Renascidas

Como um filme independente mudou uma geração de mães (e pais) e ajudou a desafiar a indústria da cesárea

Maurício Dehò Do UOL, em São Paulo
Elis Freitas/Divulgação

O nascimento de um filho é sempre um momento marcante na vida da família, principalmente da mulher. Mas em muitos casos a alegria pela chegada da nova vida vem acompanhada de violência e desrespeito.

Em 2013, o documentário "O Renascimento do Parto" mostrou o problema. Com uma linguagem simples, muitos depoimentos de especialistas e imagens de partos reais, o filme virou referência por revelar casos de violência obstétrica e expor mitos que levaram ao que foi chamado de indústria da cesárea, que transformaram muitas expectativas de nascimentos felizes em memórias de frustração e dor.
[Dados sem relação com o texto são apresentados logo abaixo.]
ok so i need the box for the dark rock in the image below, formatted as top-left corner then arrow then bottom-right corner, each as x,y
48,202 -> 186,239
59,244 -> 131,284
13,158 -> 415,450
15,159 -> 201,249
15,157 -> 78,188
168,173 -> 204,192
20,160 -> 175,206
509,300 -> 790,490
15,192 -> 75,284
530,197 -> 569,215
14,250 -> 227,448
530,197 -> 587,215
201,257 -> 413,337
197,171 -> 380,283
Nesta quinta, chega aos cinemas "O Renascimento do Parto 2", que intensifica o ar de denúncia e registra diversos momentos de violência em salas de parto pelo país.

Para falar sobre o problema, o UOL convidou algumas mulheres que passaram por essa violência e, após assistirem ao primeiro filme, lutaram por um parto mais humanizado. Essas são as suas histórias.

Elas contam as suas histórias

Relatos de violência

Lela Betrão/Arquivo Pessoal

Luciana Carla Ferreira, de 39 anos, teve um primeiro parto normal, mas sofreu violência obstétrica. Para dar à luz Giulia, hoje com 5 anos, enfrentou uma gestação de risco, por conta de miomas. Apesar de querer parto normal, tinha recomendação de sua obstetra de fazer uma cesárea, o que acabou revertendo com uma plantonista, quando já estava em trabalho de parto.

Mesmo que tenha vindo pela via que queria, Luciana sentiu na pele o desrespeito e a violência de técnicas protocolares nos hospitais. Teve uma episiotomia (corte na vagina para, em tese, facilitar a saída do bebê) feita sem consulta e chegou a ser esquecida na sala de parto, quando se recuperava de uma hemorragia que a deixou desmaiada.

Na hora que o bebê saiu, eu já senti, como se tivesse saindo também do meu corpo. Ela (a médica) tinha me cortado. Ela tinha feito uma episiotomia em mim, não perguntou se podia fazer essa episio. Ela simplesmente me cortou. 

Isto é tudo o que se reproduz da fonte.